ESG Momentum Keep Building
We will continue to improve our statistical research on the relationships between ESG scores, bond yields, and credit ratings. Our goal is to build predictive ESG models that identify potential changes in price and information risk. The next steps in our research initiatives include determining the degree to which governance and social factors are priced into bond yields. Although environmental risks have been largely underpriced until this point, market sentiment is poised to change as countries set their own aggressive climate agendas. Egypt issued its first five-year green bond very recently, while China announced its 40-year carbon neutral plan. The latter country was also the world’s second-largest source of green bond issuance in 2019. Although both countries have weaker ESG rankings, perhaps they might focus on reducing climate risks as a strategy to improve their overall scoring. Demonstrating the ability to manage shorter- term debt and verify use of proceeds will be paramount in gaining credibility with investors and ratings agencies alike.
In the meantime, we’ll leave you with these parting thoughts: analyzing economic fundamentals and ESG factors are not mutually exclusive. There is a relationship between the two that explains possible valuation anomalies in global bond and currency markets; any changes to both components should be reflected in asset prices. It will be interesting to see how countries’ ESG scores change as a result of how they handled the pandemic, and the economic impact of those policies. Hopefully, improving ESG scores, higher credit ratings, and lower borrowing costs will be a few things to look forward to in 2021.

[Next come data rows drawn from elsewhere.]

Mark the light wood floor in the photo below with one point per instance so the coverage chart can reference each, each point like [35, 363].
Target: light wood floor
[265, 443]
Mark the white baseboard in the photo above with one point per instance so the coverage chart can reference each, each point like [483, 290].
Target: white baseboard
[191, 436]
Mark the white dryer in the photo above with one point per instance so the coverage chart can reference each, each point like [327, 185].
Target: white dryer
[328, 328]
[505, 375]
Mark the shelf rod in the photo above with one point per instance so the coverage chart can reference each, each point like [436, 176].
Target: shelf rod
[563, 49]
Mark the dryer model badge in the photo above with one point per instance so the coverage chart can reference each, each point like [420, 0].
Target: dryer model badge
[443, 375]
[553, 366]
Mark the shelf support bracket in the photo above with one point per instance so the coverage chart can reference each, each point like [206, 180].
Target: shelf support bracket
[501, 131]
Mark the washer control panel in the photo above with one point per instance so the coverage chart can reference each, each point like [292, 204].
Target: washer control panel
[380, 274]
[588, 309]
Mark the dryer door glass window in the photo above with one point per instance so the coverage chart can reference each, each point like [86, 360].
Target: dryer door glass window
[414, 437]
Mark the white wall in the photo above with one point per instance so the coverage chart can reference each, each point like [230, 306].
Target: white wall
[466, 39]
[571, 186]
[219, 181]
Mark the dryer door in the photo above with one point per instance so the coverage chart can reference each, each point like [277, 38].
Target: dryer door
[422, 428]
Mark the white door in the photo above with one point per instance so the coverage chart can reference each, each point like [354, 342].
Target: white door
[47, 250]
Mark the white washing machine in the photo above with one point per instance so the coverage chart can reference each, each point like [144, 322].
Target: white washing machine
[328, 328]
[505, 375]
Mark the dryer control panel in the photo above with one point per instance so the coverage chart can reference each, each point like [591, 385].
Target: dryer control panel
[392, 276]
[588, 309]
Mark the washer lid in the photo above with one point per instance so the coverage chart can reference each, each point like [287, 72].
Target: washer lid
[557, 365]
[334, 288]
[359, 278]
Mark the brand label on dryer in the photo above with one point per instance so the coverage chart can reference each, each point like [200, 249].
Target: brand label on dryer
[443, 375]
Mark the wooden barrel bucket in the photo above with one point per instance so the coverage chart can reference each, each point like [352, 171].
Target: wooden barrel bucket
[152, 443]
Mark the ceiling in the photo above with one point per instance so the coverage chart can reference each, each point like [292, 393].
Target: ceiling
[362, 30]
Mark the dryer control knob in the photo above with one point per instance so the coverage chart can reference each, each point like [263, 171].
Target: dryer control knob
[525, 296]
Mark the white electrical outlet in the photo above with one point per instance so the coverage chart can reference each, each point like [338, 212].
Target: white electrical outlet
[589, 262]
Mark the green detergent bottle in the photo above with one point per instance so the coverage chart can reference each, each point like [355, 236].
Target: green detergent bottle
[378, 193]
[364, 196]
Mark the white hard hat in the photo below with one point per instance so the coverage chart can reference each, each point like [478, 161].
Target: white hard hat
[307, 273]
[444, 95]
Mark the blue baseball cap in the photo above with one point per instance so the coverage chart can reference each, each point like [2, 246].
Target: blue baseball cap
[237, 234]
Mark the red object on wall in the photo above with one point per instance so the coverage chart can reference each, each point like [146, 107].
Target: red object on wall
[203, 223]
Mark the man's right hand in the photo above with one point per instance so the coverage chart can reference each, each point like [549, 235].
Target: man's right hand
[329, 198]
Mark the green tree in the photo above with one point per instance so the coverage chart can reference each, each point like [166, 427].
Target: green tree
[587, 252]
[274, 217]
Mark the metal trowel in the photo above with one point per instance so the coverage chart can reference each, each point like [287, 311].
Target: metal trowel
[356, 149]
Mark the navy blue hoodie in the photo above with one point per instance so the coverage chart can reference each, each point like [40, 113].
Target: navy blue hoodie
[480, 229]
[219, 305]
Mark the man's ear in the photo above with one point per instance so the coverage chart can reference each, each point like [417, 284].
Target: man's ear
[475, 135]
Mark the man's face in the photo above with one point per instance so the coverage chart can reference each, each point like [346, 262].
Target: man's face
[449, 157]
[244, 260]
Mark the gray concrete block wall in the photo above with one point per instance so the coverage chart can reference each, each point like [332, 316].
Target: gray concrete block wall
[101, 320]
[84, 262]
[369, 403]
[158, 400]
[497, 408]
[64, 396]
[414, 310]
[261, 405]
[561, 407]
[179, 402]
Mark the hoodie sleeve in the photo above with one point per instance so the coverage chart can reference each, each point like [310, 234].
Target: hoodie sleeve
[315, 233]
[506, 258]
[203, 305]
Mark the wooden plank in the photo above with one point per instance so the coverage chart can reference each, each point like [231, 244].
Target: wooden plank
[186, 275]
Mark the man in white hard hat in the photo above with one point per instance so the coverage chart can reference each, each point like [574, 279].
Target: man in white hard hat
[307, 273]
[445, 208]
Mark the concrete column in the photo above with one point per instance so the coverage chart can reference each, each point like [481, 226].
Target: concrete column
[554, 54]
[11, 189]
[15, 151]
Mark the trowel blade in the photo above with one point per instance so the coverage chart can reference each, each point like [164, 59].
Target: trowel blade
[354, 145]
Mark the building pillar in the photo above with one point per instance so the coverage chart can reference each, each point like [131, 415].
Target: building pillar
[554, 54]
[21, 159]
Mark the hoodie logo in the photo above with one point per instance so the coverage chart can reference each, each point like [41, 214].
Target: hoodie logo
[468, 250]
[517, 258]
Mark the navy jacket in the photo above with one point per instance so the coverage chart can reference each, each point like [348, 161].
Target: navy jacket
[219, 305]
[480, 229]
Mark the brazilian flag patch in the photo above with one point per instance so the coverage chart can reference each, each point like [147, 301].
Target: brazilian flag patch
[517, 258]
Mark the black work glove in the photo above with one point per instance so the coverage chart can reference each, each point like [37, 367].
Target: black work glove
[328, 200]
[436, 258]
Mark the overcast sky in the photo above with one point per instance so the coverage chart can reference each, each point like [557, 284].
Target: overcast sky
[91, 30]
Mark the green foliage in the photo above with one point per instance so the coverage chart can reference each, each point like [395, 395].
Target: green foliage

Groupthink is bad, especially at investment management firms. Brandywine Global therefore takes special care to ensure our corporate culture and investment processes support the articulation of diverse viewpoints. This blog is no different. The opinions expressed by our bloggers may sometimes challenge active positioning within one or more of our strategies. Each blogger represents one market view amongst many expressed at Brandywine Global. Although individual opinions will differ, our investment process and macro outlook will remain driven by a team approach.